The Men in Black from Joseon when allowed to lose their track suits

So now the combined brain power of the four has worked out they have travelled three-hundred years into their future. Since they entered this time through the rooftop apartment, they feel they have to stay there and wait for the portal to open again. Soon our temporally mismatched couple are drinking on the roof and spraying each other with cream (it’s an erotic experience when you come from the morally hidebound Joseon period). The morning ritual of teeth brushing and gargling is endearing. Once she accepts they have slipped through time, the teaching of getting on a bus, etc. is fun. Their reaction to discovering the King, his father, is on a banknote, is a delight. Their confusion about escalators is understandable and their failure to realise the lift (that’s elevator for my American readers) is actually travelling between floors gives rise to an embarrassing consequence. The effort at the car wash is an unfortunate misunderstanding, and so on.
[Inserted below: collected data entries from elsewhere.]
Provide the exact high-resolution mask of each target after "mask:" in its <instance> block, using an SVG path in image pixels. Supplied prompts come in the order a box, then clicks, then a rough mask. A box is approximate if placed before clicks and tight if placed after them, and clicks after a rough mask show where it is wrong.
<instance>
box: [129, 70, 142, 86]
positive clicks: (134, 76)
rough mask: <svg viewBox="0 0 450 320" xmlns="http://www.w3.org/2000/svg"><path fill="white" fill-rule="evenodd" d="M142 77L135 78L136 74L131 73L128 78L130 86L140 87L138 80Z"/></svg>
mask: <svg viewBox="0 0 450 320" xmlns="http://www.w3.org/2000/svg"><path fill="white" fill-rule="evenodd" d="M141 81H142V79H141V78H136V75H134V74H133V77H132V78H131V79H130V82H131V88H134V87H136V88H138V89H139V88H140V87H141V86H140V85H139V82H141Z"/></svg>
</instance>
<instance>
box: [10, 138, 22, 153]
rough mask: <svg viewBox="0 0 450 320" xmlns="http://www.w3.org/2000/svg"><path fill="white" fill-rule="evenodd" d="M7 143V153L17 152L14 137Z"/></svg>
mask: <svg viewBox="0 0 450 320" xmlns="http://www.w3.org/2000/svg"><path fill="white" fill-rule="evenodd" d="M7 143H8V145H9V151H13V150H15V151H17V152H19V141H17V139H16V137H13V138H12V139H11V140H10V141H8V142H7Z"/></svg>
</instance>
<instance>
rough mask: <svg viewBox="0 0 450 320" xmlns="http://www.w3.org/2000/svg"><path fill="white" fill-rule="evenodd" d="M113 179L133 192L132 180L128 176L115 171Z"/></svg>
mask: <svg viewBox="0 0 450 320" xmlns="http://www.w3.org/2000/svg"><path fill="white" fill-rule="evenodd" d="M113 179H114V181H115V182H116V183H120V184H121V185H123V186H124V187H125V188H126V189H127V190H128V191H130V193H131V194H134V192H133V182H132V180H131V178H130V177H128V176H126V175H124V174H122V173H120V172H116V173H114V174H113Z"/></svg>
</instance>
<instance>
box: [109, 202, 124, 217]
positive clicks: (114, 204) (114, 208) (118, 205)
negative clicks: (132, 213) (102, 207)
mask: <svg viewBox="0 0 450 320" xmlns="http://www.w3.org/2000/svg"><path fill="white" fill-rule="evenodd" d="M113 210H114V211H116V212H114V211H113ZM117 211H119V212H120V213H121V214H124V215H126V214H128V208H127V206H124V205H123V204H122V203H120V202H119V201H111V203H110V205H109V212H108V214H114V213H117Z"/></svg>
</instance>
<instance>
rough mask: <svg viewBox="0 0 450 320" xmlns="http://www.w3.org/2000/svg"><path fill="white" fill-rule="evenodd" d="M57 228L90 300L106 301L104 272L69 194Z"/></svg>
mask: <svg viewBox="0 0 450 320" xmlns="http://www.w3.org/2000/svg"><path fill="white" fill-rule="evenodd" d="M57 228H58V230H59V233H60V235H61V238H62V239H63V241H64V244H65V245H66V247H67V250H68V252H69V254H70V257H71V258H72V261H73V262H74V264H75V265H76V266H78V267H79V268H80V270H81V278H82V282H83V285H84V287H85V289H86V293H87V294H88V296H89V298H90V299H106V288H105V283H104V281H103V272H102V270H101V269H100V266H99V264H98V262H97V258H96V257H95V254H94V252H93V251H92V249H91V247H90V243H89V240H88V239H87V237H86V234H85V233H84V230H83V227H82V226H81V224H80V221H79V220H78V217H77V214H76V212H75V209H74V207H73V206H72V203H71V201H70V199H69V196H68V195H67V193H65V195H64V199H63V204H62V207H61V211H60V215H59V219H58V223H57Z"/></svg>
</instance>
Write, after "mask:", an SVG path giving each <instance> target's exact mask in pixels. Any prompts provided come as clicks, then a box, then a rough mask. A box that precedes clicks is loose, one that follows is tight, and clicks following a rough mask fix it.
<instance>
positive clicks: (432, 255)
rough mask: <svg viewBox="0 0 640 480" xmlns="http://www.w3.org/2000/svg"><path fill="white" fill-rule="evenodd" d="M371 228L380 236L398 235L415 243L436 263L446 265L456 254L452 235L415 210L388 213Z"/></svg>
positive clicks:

We run a good race at very gently making fun of them. I had assumed they would be shown as far more intimidated for longer.

Of course the Crown Prince must finally meet rich Granny and confront the evil cousin who thinks he’s a successful murderer. This precipitates the standard plot with the evil cousin taking action just in case this newcomer is actually the lost heir and the evil sister sticking the financial knife into her stepsister. What makes this all the more unbearable is that this is turning into the worst kind of fantasy where everything possible is done to drag out the running time. For example, Park Ha’s friend visits from America on her honeymoon and hands over a box. No matter how distressed she is, any sensible person opens the box. But this script has our heroine flirting with opening it. She has it here, she has it there. But there’s no opening. This is just annoying and tiresome as are the extended sequence of the Crown Prince dancing in a panda costume (and our heroine not recognising this is a male not a female, even when sitting next to him and holding his hand — we can pass over her not noticing the smell of the sweat), the evil cousin going through gyrations over the cellphone found in America, and so on.

In other words, this series has one again insulted all the conventions of time travel, and devolved into an increasingly banal rerun of all the other romantic comedies that Korean television inflicts on the unsuspecting world. My patience is already at breaking point.